Nous ne sommes pas là pour vendre des caméras mais pour que, s’il y a vidéoprotection, elle soit faite dans les règles de l’art et avec efficacité.

De fait, là où Dassault fait dans la grosse Bertha, le positionnement de l’AN2V est plus subtil. “Comme il y a consensus sur la vidéosurveillance et que le lobby passe directement par l’État, elle se place sur le conseil. Elle souligne aussi comme outil pour gérer les villes, la “vidéogestion”, avec cette fascination pour la technologie”, analyse Émilie Thérouin, adjointe Europe écologie Les Verts (EELV) en charge de la sécurité à Amiens et vidéo-sceptique, à l’image de la ligne de son parti sur le sujet.

“C’est une technologie complexe, voire coûteuse, détaille Dominique Legrand, il faut expliquer au citoyen en permanence ce qu’on fait et ce qu’on ne fait pas. Les dérives effectivement peuvent être rapides, il faut être vigilant et nous sommes là pour ça.”

Cible élargie

Si, pour des raisons historiques, son cœur de cible initial était les villes, l’association s’adresse désormais à tous les clients potentiels de l’outil. Elle a donc abandonné l’année dernière sa dénomination initiale: Association nationale des villes vidéosurveillées. Revendiquer le terme vidéoprotection, est-ce pratiquer la novlangue ? Non, se défend Dominique Legrand, “c’est la loi et notre but, c’est de protéger les citoyens, pas de les surveiller.” Même si cela passe par une surveillance d’une partie d’entre eux, admet-il.

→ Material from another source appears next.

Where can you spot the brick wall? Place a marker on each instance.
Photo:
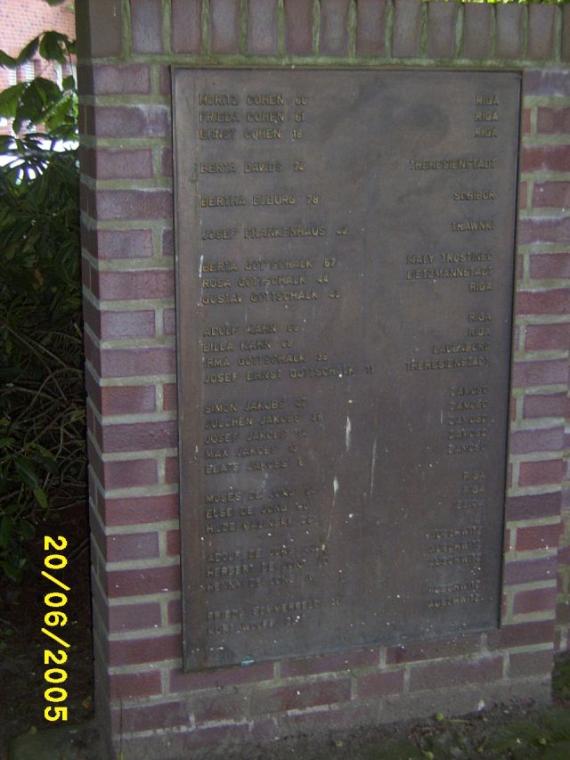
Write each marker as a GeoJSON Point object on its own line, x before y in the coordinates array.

Actuellement, l’AN2V compte 400 “adhérents”, selon le terme employé dans leur communication. Dans la réalité, il s’agit des acteurs qui suivent son activité, en assistant par exemple aux réunions, et sont du côté de la demande. “La majorité des villes qui viennent n’ont pas de caméras, précise Dominique Legrand, elles viennent pour écouter.” Une liste des membres que l’on n’obtiendra pas, pour deux raisons. D’une part la vidéosurveillance serait encore “un sujet sensible”, tout en affirmant que “selon plusieurs sondages récents et concordants, les Français sont favorables à la vidéoprotection.” D’autre part, il s’agit d’éviter le démarchage intempestif. Ce qui n’empêche pas de trouver une carte géolocalisant lesdites villes adhérentes ou de noter le nom des prospects lors des réunions.

Et de toute façon, une bonne vieille alerte Google sur le sujet permet de connaître les villes où le sujet est à l’ordre du jour.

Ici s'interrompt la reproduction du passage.